Westerholt: Da können wir ganz, ganz viel leisten, denn das ist unser Tagesgeschäft. Wir kennen die Zugänge, wir kennen auch die rechtlichen Regelungen. Wir sind aber in einer sehr besonderen Situation, weil in sehr kurzer Zeit sehr viele Menschen gekommen sind. Was wir brauchen, ist, dass sich hier in Köln insbesondere die Zugänge in diese Systeme sehr, sehr schnell sortieren.

Das fängt damit an, dass Bezirksämter endlich wieder offene Sprechstunden anbieten müssen, um die schiere Zahl von notwendigen Wohnsitzanmeldungen bewältigen zu können. Die Verweise in die Schulplätze funktionieren dadurch, dass entsprechend auch Lehrpersonal zur Verfügung steht und entsprechende Einkommensklassen aufgebaut werden. Da erleben wir eine Stadtverwaltung, die da nicht gut aufgestellt ist und das muss sich sehr, sehr schnell organisieren.

DOMRADIO.DE: Kann man schon ungefähr sagen, wie lange es dauert, bis zum Beispiel jemand einen Kitaplatz für sein Kind bekommt?

Westerholt: Das kann ich tatsächlich noch nicht sagen. Ich kann es nur vermuten.
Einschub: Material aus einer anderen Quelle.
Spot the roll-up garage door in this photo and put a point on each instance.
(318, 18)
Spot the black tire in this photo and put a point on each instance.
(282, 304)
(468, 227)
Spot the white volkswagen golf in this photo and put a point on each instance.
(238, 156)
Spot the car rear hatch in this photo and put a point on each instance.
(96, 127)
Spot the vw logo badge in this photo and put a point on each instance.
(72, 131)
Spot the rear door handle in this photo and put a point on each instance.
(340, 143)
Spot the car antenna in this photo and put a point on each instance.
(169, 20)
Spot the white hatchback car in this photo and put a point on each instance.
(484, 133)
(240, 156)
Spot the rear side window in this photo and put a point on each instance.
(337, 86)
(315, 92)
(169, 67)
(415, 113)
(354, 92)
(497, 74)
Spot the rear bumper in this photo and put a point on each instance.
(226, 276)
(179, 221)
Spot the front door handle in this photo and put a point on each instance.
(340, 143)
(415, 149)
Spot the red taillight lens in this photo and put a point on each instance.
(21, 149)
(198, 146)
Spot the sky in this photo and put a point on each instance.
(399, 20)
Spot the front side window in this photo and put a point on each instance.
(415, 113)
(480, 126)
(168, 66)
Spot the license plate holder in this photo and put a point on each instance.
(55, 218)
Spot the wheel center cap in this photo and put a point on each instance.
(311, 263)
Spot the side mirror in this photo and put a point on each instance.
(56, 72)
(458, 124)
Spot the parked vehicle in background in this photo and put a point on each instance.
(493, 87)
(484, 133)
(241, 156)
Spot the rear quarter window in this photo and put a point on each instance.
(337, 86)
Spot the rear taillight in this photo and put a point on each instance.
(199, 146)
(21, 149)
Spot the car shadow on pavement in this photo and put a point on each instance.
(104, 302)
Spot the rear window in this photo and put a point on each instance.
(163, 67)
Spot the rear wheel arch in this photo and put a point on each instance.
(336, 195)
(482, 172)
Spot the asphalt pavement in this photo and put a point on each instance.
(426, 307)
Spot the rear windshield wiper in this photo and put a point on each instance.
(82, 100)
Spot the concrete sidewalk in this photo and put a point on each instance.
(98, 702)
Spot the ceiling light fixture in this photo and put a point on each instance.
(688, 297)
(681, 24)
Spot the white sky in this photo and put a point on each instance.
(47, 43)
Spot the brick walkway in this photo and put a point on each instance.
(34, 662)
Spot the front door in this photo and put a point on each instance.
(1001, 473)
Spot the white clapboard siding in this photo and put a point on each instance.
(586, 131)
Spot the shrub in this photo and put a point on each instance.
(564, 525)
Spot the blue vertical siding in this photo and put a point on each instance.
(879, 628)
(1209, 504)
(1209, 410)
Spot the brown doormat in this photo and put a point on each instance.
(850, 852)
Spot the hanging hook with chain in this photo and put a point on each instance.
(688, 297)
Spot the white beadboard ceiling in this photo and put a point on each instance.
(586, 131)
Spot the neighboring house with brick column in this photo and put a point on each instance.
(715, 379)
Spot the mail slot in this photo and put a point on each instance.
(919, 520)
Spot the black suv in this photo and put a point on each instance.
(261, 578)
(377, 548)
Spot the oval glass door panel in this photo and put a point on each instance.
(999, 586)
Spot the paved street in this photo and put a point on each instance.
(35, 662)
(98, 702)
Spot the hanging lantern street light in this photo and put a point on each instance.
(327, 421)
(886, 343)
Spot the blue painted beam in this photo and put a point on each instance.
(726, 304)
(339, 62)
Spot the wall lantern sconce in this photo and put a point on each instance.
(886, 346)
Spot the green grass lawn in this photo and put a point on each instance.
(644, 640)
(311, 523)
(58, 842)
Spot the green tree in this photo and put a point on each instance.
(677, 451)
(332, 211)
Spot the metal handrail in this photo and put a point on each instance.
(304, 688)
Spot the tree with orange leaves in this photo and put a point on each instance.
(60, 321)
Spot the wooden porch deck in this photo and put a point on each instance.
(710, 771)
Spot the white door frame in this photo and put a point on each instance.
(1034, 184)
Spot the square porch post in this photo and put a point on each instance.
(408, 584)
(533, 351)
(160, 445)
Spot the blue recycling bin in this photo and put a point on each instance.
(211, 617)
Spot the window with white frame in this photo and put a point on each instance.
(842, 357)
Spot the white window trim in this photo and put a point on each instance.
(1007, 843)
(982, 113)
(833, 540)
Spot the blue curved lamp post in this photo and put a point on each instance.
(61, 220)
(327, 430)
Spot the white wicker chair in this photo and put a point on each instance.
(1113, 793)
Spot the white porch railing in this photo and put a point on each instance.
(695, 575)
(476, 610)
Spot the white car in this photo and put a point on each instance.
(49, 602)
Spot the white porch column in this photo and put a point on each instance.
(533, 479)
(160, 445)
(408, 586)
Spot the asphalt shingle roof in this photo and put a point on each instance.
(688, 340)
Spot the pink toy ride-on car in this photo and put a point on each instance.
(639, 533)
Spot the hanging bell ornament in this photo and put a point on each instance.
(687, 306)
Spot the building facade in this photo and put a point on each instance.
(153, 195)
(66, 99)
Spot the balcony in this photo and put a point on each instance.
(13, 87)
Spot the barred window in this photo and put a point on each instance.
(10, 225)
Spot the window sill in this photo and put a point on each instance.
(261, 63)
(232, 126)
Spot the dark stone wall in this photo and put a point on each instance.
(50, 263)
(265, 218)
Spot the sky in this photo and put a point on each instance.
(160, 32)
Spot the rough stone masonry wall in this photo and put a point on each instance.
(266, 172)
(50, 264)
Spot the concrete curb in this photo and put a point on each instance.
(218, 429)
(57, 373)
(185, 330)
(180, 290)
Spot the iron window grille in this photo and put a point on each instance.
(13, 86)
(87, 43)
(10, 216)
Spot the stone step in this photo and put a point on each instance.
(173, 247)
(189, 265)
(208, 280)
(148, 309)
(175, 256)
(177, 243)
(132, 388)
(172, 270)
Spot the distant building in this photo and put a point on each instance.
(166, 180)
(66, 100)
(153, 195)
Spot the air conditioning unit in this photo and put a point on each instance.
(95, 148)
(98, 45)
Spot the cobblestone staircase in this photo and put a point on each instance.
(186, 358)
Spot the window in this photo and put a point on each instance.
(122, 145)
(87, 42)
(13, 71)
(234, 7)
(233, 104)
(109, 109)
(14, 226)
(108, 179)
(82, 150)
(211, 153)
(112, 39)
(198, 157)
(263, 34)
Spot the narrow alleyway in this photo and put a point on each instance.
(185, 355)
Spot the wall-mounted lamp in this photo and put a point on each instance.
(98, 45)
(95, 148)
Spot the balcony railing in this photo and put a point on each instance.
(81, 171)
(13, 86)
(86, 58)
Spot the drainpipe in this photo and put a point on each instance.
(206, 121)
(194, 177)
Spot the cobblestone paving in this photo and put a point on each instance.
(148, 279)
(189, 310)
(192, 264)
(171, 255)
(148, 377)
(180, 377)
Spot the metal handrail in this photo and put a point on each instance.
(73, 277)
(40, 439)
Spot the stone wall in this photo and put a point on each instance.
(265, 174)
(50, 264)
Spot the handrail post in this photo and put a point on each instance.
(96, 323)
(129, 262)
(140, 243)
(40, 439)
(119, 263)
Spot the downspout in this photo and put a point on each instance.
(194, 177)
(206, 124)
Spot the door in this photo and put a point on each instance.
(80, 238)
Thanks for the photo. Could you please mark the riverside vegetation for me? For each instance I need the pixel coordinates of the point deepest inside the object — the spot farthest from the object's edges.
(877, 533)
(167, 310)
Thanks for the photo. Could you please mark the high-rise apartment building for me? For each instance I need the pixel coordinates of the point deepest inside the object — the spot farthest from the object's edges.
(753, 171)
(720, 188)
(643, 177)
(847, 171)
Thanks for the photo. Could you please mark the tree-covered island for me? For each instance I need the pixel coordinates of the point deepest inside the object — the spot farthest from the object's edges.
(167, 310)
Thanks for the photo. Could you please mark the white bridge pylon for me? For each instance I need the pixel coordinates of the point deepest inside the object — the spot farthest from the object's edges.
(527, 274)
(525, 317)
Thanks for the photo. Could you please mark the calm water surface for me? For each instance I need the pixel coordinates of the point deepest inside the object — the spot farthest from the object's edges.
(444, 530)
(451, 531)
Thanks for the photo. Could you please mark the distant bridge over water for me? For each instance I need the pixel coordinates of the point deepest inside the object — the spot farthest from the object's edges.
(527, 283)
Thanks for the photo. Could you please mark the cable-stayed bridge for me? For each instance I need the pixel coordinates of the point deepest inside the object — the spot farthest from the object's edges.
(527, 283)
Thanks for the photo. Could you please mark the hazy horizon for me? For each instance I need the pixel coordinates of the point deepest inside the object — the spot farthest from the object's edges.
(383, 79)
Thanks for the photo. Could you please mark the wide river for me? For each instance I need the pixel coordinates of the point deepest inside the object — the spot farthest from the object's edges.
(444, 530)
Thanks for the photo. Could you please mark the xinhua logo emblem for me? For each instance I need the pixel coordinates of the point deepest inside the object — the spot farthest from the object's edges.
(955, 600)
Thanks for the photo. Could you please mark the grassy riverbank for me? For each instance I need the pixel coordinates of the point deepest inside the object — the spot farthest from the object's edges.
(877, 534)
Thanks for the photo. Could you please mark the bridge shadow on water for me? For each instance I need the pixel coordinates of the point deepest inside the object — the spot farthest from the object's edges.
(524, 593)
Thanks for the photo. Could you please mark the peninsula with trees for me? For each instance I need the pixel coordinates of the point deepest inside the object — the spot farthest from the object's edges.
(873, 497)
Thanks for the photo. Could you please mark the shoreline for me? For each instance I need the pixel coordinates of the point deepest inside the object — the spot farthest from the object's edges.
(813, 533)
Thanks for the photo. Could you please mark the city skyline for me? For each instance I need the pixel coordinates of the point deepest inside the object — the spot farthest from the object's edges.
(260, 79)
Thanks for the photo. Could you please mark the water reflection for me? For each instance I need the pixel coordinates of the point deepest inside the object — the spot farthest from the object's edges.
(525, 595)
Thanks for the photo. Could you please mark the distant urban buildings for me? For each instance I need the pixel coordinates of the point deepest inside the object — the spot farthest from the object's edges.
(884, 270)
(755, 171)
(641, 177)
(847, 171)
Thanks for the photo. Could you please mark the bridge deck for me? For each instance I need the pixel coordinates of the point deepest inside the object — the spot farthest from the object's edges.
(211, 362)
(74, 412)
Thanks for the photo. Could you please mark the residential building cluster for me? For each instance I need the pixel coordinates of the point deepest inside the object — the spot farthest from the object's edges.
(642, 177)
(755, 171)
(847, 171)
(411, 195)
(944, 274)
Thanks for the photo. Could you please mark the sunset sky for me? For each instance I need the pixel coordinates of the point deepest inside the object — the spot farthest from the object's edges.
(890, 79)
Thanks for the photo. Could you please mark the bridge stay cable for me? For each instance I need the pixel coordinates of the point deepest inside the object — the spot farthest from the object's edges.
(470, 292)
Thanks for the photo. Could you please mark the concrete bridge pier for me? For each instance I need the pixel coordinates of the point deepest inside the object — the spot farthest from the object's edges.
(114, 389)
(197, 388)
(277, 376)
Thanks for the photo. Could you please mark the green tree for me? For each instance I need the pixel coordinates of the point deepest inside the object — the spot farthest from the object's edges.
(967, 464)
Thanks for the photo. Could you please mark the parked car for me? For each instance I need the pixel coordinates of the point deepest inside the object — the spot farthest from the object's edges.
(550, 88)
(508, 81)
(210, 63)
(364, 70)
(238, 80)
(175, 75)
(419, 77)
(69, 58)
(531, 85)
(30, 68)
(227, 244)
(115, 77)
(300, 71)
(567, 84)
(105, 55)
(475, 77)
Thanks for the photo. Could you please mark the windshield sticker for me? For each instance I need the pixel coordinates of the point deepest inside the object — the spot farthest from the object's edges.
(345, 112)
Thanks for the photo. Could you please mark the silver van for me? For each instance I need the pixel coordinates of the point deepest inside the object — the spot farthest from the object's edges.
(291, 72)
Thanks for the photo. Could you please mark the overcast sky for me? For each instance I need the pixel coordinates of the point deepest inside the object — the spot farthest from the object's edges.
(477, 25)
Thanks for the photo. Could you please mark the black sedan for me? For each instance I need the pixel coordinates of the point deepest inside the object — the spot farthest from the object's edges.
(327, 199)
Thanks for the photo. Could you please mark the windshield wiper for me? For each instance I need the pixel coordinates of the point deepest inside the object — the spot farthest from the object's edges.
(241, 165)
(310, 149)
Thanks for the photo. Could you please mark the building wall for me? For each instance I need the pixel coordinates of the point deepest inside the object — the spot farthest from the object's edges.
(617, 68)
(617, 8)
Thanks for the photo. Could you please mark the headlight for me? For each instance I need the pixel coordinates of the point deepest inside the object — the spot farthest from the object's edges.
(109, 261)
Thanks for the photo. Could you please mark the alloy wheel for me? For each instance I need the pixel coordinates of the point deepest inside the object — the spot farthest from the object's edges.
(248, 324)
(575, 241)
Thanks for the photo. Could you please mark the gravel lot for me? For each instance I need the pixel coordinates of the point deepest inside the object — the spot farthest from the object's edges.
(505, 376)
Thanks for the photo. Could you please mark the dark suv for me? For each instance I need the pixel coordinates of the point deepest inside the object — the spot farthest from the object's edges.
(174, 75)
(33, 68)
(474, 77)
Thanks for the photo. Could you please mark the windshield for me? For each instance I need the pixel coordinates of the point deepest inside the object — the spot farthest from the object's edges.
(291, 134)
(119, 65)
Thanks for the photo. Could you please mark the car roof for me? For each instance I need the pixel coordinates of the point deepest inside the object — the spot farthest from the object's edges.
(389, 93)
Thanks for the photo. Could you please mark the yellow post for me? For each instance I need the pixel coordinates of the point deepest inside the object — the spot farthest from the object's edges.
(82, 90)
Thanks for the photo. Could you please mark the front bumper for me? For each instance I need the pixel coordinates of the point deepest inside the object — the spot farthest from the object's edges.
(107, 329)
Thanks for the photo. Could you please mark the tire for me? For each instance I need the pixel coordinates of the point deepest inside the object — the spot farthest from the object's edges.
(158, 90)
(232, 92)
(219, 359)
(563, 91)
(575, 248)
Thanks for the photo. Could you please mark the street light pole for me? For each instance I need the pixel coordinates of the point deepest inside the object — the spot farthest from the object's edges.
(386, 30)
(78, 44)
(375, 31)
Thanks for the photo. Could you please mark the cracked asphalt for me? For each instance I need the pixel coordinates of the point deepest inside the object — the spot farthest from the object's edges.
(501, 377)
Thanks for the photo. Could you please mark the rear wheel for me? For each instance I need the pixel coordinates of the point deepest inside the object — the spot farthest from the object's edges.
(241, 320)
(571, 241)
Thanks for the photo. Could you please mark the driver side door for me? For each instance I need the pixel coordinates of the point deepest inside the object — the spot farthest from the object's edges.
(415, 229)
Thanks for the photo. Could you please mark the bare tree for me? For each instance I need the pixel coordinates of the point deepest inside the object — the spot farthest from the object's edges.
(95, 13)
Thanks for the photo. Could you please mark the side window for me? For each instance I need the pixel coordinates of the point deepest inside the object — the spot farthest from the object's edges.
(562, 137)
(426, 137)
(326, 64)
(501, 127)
Das Thema Kita-Versorgung genauso wie das Thema Wohnungssuche ist ja eines, das in Köln schon seit vielen, vielen Jahren prekär ist und jetzt eben dadurch zusätzlich belastet wird.

Das Gute an der Situation ist, dass nicht nur Menschen kommen, die Hilfsangebote brauchen, sondern die auch Hilfsangebote bieten können. Es kommen Lehrkräfte. Es kommen Menschen, die arbeiten wollen. Zukünftige Erzieherinnen, Erzieher, Lehrerinnen, Lehrer. Und das gehört genauso dazu zu dem ganzen Paket, das eben jetzt auch schnell Zugänge geschafft werden, um die Menschen hier einzubinden und selbst zu helfen.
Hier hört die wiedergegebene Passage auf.